Now you've joined us, do keep posting ... sharing experiences is really helpful
 

Ronnie25

New member
Apr 15, 2022
3
0
My mum has been showing memory issues for a while now, but they seem to have become noticeably worse recently. She is coming to visit next week so I think the time has come to have a chat with her about it, but I really don’t know how to approach it. I’m assuming that the first step is to contact her GP who might then refer her on to someone else to get a formal diagnosis.

To be honest I’m struggling to know what to do at the moment. I’m her only relative (she lives on her own after my stepdad passed away last year) and I live some distance away so it‘s difficult to see her face to face as much as I’d like. She is friendly with some of her neighbours but not really close to anyone. I may be getting ahead of myself but I’m already worrying about how to care for her if she is diagnosed. She seems able to look after herself for the moment (and is in good health otherwise) but that won’t last forever. I don’t think she has a lot of savings although she does own her own home.

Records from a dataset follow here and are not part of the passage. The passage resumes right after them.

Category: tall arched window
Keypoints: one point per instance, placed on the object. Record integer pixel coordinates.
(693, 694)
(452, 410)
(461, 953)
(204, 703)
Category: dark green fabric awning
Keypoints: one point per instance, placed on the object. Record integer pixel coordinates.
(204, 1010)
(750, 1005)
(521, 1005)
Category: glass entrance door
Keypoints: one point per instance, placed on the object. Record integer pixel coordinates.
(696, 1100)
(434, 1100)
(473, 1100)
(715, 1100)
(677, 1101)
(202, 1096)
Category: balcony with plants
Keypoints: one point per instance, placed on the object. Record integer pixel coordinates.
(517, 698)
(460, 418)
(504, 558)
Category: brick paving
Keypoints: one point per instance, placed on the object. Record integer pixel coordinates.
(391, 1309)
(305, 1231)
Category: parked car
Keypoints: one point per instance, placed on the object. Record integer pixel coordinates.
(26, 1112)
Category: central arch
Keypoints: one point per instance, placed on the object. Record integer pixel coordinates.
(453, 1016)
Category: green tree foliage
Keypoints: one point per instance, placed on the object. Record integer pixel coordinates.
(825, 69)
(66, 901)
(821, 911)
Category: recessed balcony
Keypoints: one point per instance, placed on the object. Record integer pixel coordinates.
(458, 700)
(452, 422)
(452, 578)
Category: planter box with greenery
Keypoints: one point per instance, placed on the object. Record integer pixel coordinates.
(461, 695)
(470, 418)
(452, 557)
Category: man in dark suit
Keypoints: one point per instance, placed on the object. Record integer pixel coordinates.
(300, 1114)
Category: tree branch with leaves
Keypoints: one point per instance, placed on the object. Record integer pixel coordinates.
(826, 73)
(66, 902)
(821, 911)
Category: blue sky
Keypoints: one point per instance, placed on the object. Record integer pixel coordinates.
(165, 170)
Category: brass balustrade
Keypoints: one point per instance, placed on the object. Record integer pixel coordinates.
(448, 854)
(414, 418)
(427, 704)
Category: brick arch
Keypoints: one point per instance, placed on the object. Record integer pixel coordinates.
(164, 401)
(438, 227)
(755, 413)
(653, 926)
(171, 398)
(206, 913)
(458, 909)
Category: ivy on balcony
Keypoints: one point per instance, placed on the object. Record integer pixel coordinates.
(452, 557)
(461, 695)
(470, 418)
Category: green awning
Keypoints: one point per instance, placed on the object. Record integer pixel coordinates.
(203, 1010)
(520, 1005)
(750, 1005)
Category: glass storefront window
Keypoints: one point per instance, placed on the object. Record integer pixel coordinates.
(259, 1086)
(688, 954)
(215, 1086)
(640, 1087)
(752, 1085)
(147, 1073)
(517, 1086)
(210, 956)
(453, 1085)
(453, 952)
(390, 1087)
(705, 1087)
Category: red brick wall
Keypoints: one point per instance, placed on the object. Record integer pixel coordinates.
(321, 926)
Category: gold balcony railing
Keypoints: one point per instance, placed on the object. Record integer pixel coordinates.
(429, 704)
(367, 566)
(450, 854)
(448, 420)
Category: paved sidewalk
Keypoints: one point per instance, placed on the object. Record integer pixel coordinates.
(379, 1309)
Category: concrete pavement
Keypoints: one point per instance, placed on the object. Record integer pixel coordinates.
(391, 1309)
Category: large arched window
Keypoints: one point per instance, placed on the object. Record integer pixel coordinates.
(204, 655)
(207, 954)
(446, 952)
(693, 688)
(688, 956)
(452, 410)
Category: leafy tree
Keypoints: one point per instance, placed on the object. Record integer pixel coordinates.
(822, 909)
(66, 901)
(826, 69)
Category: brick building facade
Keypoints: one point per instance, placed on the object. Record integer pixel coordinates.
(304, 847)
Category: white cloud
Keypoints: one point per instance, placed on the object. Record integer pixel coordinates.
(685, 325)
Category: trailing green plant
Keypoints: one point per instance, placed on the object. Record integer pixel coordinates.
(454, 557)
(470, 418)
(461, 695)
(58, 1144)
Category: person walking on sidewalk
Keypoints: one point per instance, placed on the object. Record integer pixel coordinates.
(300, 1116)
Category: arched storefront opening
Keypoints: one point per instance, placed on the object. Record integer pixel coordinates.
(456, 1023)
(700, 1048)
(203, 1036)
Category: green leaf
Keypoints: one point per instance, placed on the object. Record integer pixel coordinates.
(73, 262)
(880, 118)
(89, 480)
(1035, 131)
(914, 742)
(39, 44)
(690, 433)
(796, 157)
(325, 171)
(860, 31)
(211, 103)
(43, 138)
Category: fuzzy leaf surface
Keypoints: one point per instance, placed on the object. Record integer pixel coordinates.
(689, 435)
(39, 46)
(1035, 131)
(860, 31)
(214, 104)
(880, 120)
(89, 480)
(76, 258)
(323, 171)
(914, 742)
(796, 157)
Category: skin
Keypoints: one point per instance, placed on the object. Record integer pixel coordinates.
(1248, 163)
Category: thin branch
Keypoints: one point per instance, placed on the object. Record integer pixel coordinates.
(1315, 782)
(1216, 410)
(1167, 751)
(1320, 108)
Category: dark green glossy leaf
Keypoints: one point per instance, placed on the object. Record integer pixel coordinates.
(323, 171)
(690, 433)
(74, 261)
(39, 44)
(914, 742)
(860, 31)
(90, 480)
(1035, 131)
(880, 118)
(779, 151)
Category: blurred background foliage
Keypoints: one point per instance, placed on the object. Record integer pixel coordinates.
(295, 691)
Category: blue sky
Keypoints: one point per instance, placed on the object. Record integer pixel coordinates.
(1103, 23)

My mind is swimming with worries about this. There‘s no real history of dementia on her side of the family so it’s not something I’ve ever had to think about before. Perhaps I just need to slow down and take it one step at a time but I don’t really know where to start at the moment.

Thanks for listening!
Hi Andrew,

Sorry to hear about this. Your Mum is like mine as she does not have many close friends close by. I feel like it's all on me and the stress is a lot.